During the first coronavirus lockdown last Spring vehicle owners were granted an emergency six-month MoT exemption, as part of the ongoing fight against coronavirus.
However, the Government has not made any such announcement during the third lockdown. This will mean that if a motorist’s MoT is due to expire in March they will need to book a test and take their car to a garage as normal. March will also see the introduction of the new 21 car registration plate, meaning a busy period for garages.
NGK has also said that many thousands of vehicles will fail the test on emissions which will lead to increased demand for the replacement of Lambda sensors, adding to an already busy month.
NGK is the world’s largest manufacturer of Lambda sensors and supplies a range to the UK aftermarket under the NTK brand name.
NGK says the experience it has in supplying the VMs worldwide allows it to offer exactly the right sensor for every vehicle application.
The company says distributors should encourage garages to always go with a bespoke OE-quality Lambda sensor and steer well clear of ‘universal sensors’. A ‘universal’ Lambda sensor is designed to cover as many applications as possible by splicing in the connector from the unit being replaced. In theory, this sounds like a good idea. In practice the potential for a mismatch with the vehicle’s system or subsequent premature failure is reportedly very high.
NGK says distributors should help educate garages by ensuring they fit a new NTK Lambda sensor whenever they replace a vehicle’s catalytic convertor.
A worn or failed sensor can result in drastically reduced control of the fuelling system which could result in increased fuel consumption, uneven running, generally poor performance or failure of an MoT emission test, so replacement is good news for the customer, garage and distributor.
NGK recommends that the function of the sensor is checked every 20,000 miles or annually. The emissions check, as part of the current MoT test, samples the exhaust gases to monitor the efficiency of the engine, exhaust system and engine control systems. The Lambda sensor is a vital part of this system and its function is, therefore, influenced by many other components.

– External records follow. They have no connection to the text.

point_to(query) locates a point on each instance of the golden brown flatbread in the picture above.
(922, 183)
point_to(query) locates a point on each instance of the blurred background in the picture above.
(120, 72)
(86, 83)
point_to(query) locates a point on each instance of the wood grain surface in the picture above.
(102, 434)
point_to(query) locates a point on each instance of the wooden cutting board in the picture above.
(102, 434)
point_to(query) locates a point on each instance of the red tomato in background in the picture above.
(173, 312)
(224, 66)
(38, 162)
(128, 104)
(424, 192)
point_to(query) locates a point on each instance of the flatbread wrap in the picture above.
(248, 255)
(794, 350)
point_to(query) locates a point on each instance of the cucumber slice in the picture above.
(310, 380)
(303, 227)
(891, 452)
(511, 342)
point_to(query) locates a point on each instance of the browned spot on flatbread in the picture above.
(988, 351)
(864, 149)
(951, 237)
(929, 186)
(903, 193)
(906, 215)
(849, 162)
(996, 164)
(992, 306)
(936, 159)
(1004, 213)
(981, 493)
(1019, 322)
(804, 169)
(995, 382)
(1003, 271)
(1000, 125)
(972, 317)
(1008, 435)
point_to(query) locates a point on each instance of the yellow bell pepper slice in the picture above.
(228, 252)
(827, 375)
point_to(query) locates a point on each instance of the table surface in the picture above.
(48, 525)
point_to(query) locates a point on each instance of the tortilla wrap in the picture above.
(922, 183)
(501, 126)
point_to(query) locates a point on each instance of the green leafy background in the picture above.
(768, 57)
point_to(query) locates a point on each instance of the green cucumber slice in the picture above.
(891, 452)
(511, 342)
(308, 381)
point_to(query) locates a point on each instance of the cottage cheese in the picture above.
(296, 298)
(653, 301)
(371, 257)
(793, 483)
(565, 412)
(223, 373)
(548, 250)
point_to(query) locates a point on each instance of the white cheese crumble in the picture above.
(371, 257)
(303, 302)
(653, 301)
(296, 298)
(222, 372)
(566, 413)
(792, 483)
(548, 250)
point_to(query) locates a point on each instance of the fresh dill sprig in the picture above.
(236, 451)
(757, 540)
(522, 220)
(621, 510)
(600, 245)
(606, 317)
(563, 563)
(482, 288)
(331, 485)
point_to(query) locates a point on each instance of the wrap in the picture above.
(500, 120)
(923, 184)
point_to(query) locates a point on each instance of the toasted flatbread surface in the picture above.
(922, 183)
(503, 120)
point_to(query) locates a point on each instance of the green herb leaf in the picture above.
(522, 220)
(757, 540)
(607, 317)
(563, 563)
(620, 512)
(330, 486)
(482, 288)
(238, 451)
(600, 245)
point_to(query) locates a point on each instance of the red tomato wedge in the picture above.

A malfunction of an associated part may directly affect the performance of a sensor. An oscilloscope and gas analyser is said to be a much more accurate way of assessing sensor performance than relying on fault codes alone. Garages need to look for slow response times, output range and heater function.
Contaminants from poor quality oils and fuel, which remain in the exhaust gases, can become deposited on the sensor element affecting its operation. Even coolant from a leaking head gasket can reach the element.